To Adapt or to Annotate: Challenges and Interventions for Domain Adaptation in Open-Domain Question Answering
This addresses the robustness issue for real-world applications of ODQA models in different domains, with incremental contributions in evaluation and interventions.
The paper tackles the problem of domain adaptation in open-domain question answering by evaluating end-to-end model performance under realistic domain shifts, finding that models fail to generalize and high retrieval scores do not ensure good answer accuracy, and proposes intervention methods that improve answer F1 score by up to 24 points.

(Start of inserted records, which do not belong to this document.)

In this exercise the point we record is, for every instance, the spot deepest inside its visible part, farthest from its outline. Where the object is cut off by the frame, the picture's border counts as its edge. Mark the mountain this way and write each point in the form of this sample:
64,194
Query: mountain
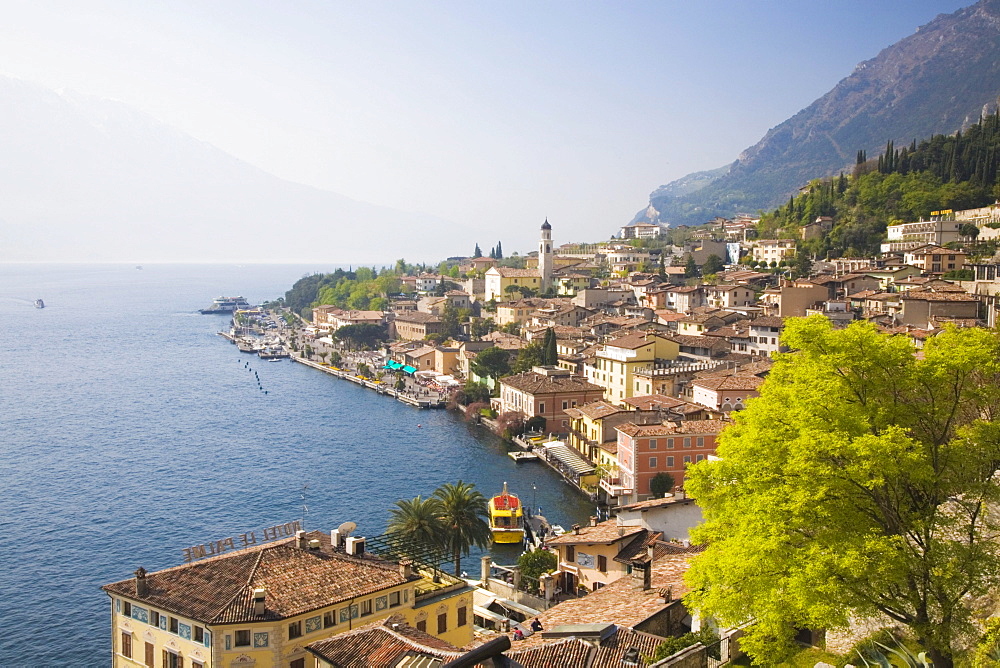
935,81
84,179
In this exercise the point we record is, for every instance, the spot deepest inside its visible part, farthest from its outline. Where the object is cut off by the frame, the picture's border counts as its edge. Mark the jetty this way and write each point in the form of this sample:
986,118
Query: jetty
381,388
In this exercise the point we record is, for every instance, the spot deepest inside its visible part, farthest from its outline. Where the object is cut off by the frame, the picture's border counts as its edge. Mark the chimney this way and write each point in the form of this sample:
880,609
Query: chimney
258,601
141,588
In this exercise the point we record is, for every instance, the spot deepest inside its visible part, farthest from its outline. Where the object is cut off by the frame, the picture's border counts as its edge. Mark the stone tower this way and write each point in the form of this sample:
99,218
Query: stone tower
545,257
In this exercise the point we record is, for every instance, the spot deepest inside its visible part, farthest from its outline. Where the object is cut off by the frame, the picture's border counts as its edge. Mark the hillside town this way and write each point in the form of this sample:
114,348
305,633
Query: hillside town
618,365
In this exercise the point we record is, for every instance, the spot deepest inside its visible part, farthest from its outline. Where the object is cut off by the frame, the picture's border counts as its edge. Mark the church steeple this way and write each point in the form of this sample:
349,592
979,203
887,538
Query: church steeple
545,257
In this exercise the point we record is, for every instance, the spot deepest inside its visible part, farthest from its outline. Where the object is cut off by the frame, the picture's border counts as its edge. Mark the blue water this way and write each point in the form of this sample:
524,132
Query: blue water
130,430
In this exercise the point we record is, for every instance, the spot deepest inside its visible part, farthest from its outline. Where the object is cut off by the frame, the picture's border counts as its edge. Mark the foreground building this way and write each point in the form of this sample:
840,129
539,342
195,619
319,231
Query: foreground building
261,605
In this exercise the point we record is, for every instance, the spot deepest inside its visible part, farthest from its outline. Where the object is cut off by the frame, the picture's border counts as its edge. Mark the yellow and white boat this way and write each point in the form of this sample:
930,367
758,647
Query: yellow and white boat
506,517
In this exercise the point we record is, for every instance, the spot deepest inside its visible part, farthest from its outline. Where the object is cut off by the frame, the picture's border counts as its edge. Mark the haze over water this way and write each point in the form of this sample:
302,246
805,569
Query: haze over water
130,430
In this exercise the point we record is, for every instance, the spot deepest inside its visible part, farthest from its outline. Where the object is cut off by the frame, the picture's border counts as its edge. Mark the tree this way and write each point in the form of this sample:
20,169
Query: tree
418,521
463,513
661,483
534,564
551,355
491,363
713,265
861,482
690,268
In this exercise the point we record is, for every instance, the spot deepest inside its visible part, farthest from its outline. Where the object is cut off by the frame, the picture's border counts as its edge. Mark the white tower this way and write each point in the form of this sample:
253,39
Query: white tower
545,257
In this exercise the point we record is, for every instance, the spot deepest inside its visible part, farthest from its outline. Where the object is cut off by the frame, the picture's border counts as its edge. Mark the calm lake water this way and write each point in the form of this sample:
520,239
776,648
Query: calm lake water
130,430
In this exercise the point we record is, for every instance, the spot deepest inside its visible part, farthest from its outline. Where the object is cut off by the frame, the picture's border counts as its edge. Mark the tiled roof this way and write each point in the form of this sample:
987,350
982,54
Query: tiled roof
735,382
535,383
381,645
219,590
604,533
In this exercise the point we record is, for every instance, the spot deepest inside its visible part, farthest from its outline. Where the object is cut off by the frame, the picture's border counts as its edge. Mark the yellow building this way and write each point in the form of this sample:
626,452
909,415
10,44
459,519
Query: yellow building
617,361
261,605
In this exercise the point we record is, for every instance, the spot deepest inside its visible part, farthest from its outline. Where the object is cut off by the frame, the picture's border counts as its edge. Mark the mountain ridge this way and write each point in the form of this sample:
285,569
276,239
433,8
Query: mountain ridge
893,96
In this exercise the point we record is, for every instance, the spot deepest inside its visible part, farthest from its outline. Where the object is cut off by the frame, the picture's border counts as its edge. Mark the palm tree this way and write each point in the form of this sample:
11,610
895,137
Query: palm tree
464,513
418,522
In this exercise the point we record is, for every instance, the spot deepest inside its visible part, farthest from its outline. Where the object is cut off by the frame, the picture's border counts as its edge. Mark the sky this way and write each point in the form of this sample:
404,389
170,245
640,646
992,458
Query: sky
495,115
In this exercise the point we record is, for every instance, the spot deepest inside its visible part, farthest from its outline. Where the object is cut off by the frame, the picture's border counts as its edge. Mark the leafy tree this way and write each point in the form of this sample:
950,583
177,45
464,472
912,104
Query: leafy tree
419,522
661,483
491,363
690,268
463,514
713,265
534,564
860,482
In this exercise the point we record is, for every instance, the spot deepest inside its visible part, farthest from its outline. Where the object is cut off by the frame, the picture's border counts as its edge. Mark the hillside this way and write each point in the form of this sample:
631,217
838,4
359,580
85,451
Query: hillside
937,80
92,180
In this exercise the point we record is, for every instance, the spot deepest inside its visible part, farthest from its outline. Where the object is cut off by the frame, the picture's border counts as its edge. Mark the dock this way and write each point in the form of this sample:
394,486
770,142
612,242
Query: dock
381,388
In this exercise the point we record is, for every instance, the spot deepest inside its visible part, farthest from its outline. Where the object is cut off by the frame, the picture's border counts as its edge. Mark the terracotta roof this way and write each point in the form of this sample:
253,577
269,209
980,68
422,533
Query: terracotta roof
381,645
219,590
605,533
673,428
735,382
535,383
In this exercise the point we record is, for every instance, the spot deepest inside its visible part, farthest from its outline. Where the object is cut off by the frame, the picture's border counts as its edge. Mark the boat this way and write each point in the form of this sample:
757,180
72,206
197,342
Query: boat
506,517
225,305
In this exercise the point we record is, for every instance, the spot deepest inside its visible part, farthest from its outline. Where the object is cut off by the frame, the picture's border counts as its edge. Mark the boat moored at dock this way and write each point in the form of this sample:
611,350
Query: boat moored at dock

Recent advances in open-domain question answering (ODQA) have demonstrated impressive accuracy on standard Wikipedia style benchmarks. However, it is less clear how robust these models are and how well they perform when applied to real-world applications in drastically different domains. While there has been some work investigating how well ODQA models perform when tested for out-of-domain (OOD) generalization, these studies have been conducted only under conservative shifts in data distribution and typically focus on a single component (ie. retrieval) rather than an end-to-end system. In response, we propose a more realistic and challenging domain shift evaluation setting and, through extensive experiments, study end-to-end model performance. We find that not only do models fail to generalize, but high retrieval scores often still yield poor answer prediction accuracy. We then categorize different types of shifts and propose techniques that, when presented with a new dataset, predict if intervention methods are likely to be successful. Finally, using insights from this analysis, we propose and evaluate several intervention methods which improve end-to-end answer F1 score by up to 24 points.